The Broadway version of Xanadu is about as gay as, well, the original movie, and even the “Physical” video, in which a couple of gym jocks ignore Olivia’s aerobic moves and headbands in favor of…each other. Like the film itself, Newton-John has taken on aspects of a Greek Muse, coming down to earth to help hot mortal guys in tight clothing realize their own Greek God dreams.
“I’m thrilled about it!” says Newton-John on her gay fans. “[Sordid Lives director] Del Shores told me I kept him straight for many years.” When asked what her particular appeal is to the Community, she says she isn’t certain. “Maybe I’m not threatening.”

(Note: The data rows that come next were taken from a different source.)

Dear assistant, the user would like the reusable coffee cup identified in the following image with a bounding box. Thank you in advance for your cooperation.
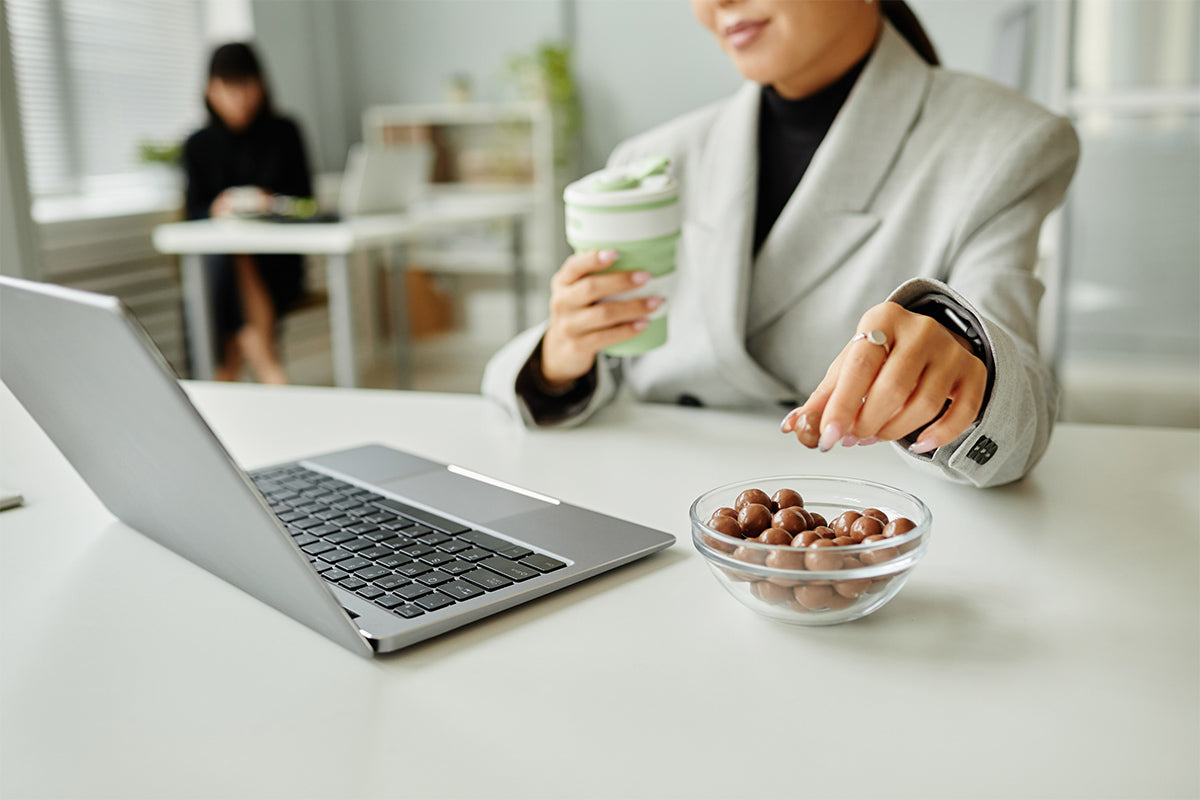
[563,157,680,356]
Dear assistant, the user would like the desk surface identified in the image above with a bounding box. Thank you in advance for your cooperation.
[154,192,534,254]
[0,384,1200,798]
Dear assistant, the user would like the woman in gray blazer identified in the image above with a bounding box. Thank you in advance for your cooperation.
[484,0,1079,487]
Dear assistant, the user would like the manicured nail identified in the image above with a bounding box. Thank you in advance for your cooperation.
[908,439,937,456]
[817,422,841,452]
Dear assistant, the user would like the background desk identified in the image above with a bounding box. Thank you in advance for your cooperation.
[154,192,534,386]
[0,384,1200,799]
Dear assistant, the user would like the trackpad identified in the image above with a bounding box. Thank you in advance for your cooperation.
[377,470,551,524]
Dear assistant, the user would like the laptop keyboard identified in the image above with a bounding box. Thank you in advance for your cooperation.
[251,465,566,619]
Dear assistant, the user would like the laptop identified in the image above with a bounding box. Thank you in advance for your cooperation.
[338,142,433,218]
[0,277,674,656]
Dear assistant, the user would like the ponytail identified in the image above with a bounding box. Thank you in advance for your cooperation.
[880,0,941,67]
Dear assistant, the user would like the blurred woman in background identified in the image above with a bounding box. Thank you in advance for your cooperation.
[182,43,312,384]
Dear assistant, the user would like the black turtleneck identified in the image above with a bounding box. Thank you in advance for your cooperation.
[184,107,312,219]
[754,58,866,255]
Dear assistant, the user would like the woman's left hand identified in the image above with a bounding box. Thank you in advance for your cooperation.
[781,302,988,453]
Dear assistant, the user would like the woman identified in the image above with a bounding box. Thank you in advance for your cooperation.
[184,43,312,384]
[484,0,1079,487]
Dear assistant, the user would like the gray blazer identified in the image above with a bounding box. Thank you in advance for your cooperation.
[484,24,1079,487]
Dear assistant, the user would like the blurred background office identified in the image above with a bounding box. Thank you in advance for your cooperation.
[0,0,1200,427]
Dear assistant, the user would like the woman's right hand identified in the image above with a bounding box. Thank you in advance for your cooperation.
[541,249,662,387]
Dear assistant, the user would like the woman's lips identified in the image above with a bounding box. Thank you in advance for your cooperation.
[725,19,767,50]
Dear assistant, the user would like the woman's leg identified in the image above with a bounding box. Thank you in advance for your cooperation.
[233,255,288,385]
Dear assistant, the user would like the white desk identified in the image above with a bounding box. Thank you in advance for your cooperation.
[154,192,533,386]
[0,384,1200,799]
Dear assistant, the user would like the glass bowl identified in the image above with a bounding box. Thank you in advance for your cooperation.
[689,475,934,625]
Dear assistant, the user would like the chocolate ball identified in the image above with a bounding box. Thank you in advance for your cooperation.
[770,489,804,509]
[738,498,770,539]
[750,581,794,606]
[804,539,842,572]
[792,530,821,547]
[883,517,917,539]
[758,528,792,545]
[794,584,834,610]
[766,548,804,570]
[863,509,888,525]
[733,489,774,511]
[829,511,863,536]
[770,506,810,536]
[846,516,883,542]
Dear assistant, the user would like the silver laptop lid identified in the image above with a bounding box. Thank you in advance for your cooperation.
[0,277,372,655]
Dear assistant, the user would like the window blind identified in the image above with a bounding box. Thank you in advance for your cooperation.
[6,0,206,196]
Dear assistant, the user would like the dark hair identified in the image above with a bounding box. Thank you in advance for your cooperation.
[204,42,274,121]
[880,0,941,67]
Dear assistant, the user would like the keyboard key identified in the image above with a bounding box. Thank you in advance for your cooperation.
[458,530,512,551]
[496,545,533,560]
[475,555,541,581]
[359,545,391,559]
[416,593,454,612]
[396,561,433,578]
[462,570,512,591]
[416,570,454,587]
[400,542,433,559]
[396,583,433,600]
[354,564,391,581]
[521,553,566,572]
[376,573,409,591]
[374,498,470,536]
[438,581,484,600]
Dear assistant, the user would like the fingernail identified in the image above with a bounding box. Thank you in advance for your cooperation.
[817,422,841,452]
[908,439,937,456]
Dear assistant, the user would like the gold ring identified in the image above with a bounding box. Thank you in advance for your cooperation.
[850,329,892,357]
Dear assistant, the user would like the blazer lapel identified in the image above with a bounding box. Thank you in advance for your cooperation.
[745,23,929,337]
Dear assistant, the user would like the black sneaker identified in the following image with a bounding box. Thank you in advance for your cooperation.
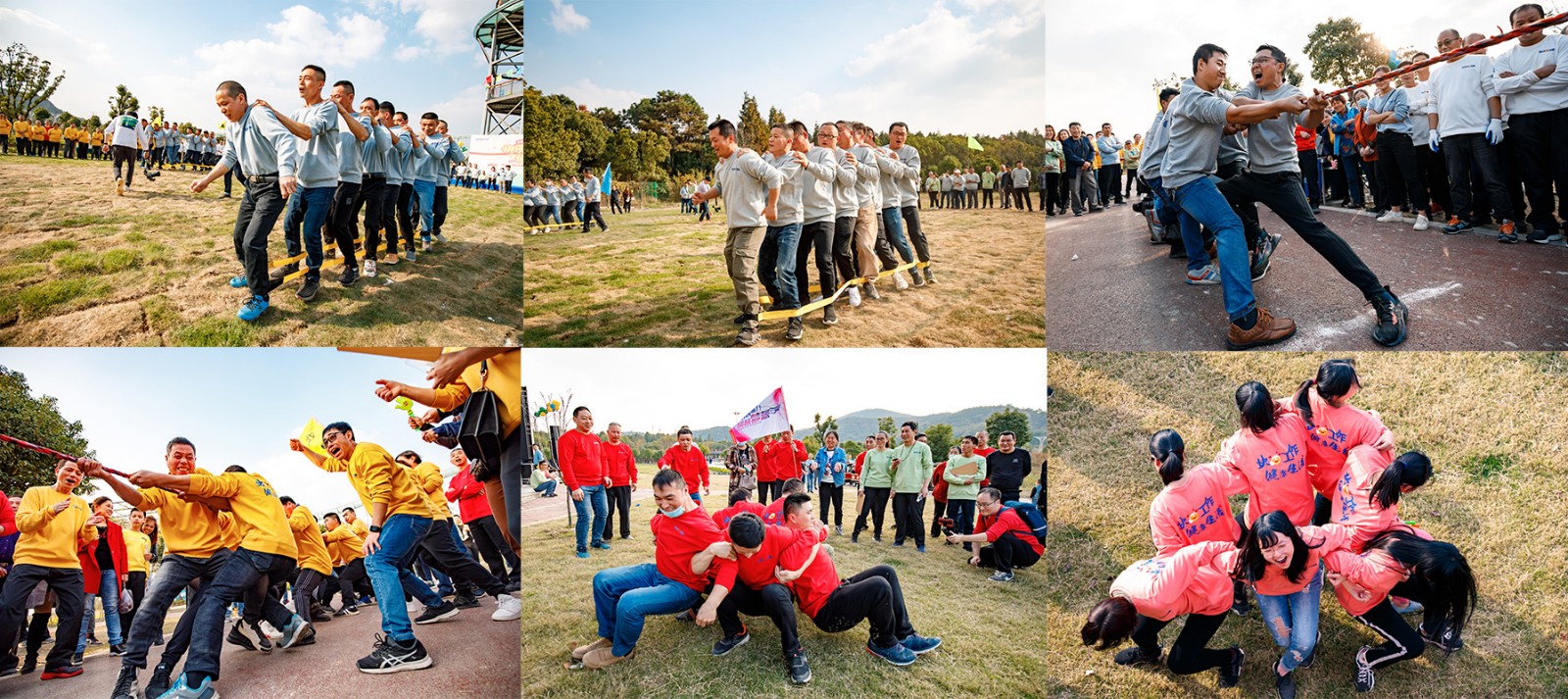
[414,602,458,624]
[108,665,141,699]
[713,626,751,655]
[1220,646,1247,689]
[295,275,321,301]
[786,650,810,685]
[1370,287,1409,346]
[355,633,434,675]
[1115,646,1165,668]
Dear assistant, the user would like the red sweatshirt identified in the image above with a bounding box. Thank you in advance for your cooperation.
[649,505,724,592]
[555,429,604,490]
[599,442,637,486]
[76,522,127,594]
[447,464,491,524]
[659,443,708,494]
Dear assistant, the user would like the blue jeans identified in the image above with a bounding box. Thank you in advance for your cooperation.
[883,207,914,262]
[76,568,125,654]
[1165,177,1257,322]
[284,185,337,279]
[758,223,800,309]
[366,514,439,642]
[593,563,703,655]
[572,486,610,553]
[1254,565,1323,673]
[414,180,436,237]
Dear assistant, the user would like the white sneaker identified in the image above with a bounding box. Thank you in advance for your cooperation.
[491,594,522,621]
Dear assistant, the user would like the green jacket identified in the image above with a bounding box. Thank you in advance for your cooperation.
[889,442,936,492]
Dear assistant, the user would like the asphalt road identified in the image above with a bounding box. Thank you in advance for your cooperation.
[1046,204,1568,351]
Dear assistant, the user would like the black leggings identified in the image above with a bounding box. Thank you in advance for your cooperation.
[810,564,914,647]
[1132,611,1231,675]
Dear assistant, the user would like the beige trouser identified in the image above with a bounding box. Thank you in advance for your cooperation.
[724,225,768,315]
[855,207,881,279]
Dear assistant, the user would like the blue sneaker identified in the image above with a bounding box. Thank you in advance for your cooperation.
[159,673,218,699]
[865,641,914,668]
[238,295,267,323]
[899,633,943,655]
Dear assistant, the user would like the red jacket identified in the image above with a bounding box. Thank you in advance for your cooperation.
[599,442,637,486]
[447,466,491,524]
[555,429,604,490]
[76,522,127,594]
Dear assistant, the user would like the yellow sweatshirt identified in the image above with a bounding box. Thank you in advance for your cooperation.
[321,441,429,522]
[191,474,300,558]
[13,486,97,571]
[288,505,332,575]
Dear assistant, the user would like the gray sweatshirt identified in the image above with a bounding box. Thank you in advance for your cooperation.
[713,149,784,228]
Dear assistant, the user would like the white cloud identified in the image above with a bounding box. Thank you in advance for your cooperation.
[551,0,588,34]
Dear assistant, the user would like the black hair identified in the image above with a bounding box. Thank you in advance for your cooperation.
[1231,510,1322,583]
[1150,429,1187,486]
[782,492,810,518]
[1192,44,1231,75]
[1296,359,1361,427]
[1236,380,1275,434]
[1079,597,1139,650]
[654,469,685,487]
[708,119,735,138]
[163,437,196,456]
[1372,451,1432,510]
[729,513,766,549]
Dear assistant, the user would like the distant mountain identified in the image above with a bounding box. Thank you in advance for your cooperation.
[693,406,1046,443]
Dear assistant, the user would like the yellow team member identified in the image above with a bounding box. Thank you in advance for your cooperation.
[279,495,332,624]
[84,437,228,696]
[0,461,104,680]
[130,466,314,696]
[321,513,368,616]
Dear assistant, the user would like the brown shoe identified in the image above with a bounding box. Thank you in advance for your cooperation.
[1225,306,1296,350]
[572,638,612,660]
[583,647,637,670]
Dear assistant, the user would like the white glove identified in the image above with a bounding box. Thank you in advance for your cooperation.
[1487,119,1502,146]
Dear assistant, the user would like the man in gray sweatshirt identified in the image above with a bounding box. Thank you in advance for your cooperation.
[693,119,782,346]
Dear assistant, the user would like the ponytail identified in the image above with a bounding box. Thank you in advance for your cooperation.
[1150,429,1187,486]
[1236,380,1275,434]
[1372,451,1432,510]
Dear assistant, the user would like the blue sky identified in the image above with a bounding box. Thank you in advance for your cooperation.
[0,0,496,134]
[527,0,1046,134]
[0,348,455,516]
[522,348,1046,432]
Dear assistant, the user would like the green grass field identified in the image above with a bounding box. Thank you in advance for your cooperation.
[523,207,1046,346]
[0,155,522,346]
[1045,353,1568,697]
[522,467,1046,697]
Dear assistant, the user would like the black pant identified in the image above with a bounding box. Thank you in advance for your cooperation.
[980,531,1040,573]
[810,553,914,647]
[718,582,803,655]
[1132,611,1231,675]
[0,561,84,671]
[817,481,844,526]
[233,174,284,299]
[602,486,632,538]
[855,486,892,539]
[326,181,361,270]
[1503,108,1568,235]
[583,202,610,233]
[1220,173,1383,299]
[795,220,839,306]
[899,205,931,265]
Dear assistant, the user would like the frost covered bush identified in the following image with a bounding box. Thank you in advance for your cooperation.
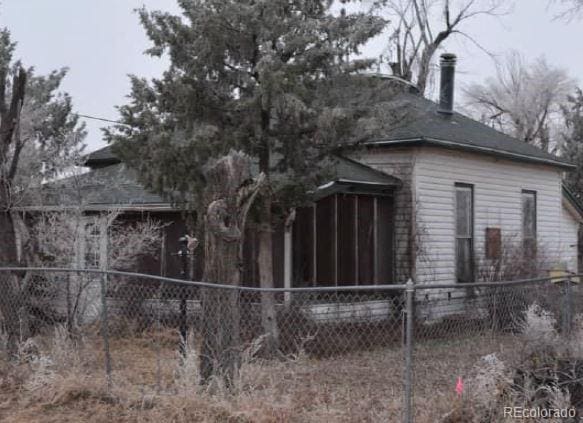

Not only did I approach Olivia Newton-John for an interview during Gay Pride, it was scheduled to happen. After her publicist hooked me up with the concert promoters I got hooked up with the event promoters who told me I could speak with the singer after the show. After her last song, which begins with those immortal lines, “Come take my hand, you should know me, I’ve always been in your mind,” Newton-John was mobbed backstage by so many big men with little clothing determined to meet their idol that the star almost got lost in the crowd.
In between crowd chants of “WE LOVE YOU!” and “OLIVIA!” the only “business-like” question I could muster up was “What song was B-17?” (In her 1975 hit “Please Mr Please,” the singer begs a bar patron not to play that jukebox tune.) Olivia Newton-John laughed heartedly, said “I wish I knew,” and vanished amid a throng of reporters. All that remained was magic.